Original comment by c...@cefn.com on 31 May 2012 at 7:51

GoogleCodeExporter commented 9 years ago
What is the news about this issue (+ bug 647) ? Would we have a chance to use 
guice in a webapp project, if ever ?

Original comment by dupon...@gmail.com on 31 Dec 2012 at 9:11

GoogleCodeExporter commented 9 years ago
[deleted comment]
GoogleCodeExporter commented 9 years ago
Any word if this patch was ever taken?
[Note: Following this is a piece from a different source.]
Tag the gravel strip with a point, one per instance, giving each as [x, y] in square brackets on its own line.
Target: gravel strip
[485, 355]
Based on these threads, there doesn't 
seem to be much activity on this project.

Original comment by raya...@gmail.com on 30 Apr 2014 at 6:12

GoogleCodeExporter commented 9 years ago
The patch was not taken.  Please consider adding another patch that includes 
tests and is slightly simpler (e.g -- separate refactoring from fixing bugs).

Original comment by sberlin on 30 Apr 2014 at 6:51

GoogleCodeExporter commented 9 years ago
I submitted a patch for this critical design error four (!!!) years ago with 
absolutely no comments or feedback from whoever is responsible for this 
project. Sadly, things have moved on in the meantime. You would be crazy to 
waste your time with Guice these days...

Original comment by tmi...@gmail.com on 30 Apr 2014 at 7:13

GoogleCodeExporter commented 9 years ago
>>You would be crazy to waste your time with Guice these days...

what would be best alternative these days then?

Original comment by hus...@gmail.com on 1 May 2014 at 11:34

GoogleCodeExporter commented 9 years ago
After reading this thread, I searched and found the Google Java Libs team 
recommending Dagger from 4square as well as Guice.  
http://www.reddit.com/r/java/comments/1y9e6t/ama_were_the_google_team_behind_gua
va_dagger

Original comment by kl...@quixey.com on 1 May 2014 at 4:48

GoogleCodeExporter commented 9 years ago
Dagger's support for servlets does not seem as extensive as Guice. Though this 
bug is annoying, I've decided to use includes instead of forwards (i.e. 
requestDispatcher.include) as a workaround.